When you need bidirectional communication on the same connection: tool call approvals where the user confirms before the agent acts, live steering to redirect mid-generation, or presence awareness to know if anyone is consuming tokens. SSE is server-to-client only, so any client-to-server interaction requires a separate HTTP request with its own latency and coordination logic. If your AI integration is simple prompt-in, tokens-out with no interruption, SSE is the better choice. See the WebSocket vs SSE comparison for a broader breakdown.

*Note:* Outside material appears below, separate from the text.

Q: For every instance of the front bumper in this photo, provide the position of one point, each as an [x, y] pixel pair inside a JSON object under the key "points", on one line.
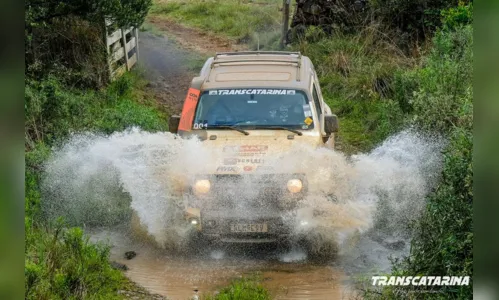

What happens when an SSE connection drops during generation?

Section titled “What happens when an SSE connection drops during generation?”

The EventSource API reconnects automatically using the Last-Event-ID header, but the generation state on the server is typically gone. The model has no concept of where it left off - it was streaming into a response that no longer has a consumer. For a 5-minute agent task that drops at minute 4, that means restarting from scratch and paying for the compute again. Durable sessions solve this by tracking delivery offsets server-side, so the client resumes at exactly the token where it disconnected.

How does backpressure work in AI token streaming?

Section titled “How does backpressure work in AI token streaming?”

Without flow control, a fast-streaming server fills the client’s memory buffer until the browser tab crashes. WebSocket supports application-level pause/resume signals and benefits from TCP flow control - when the client stops reading, the TCP receive window fills and the server naturally slows. SSE has no backpressure mechanism at all. For long-running agent tasks or slow mobile clients, consider implementing token budgets: a per-session cap on buffered-but-unrendered tokens that pauses generation until the client catches up.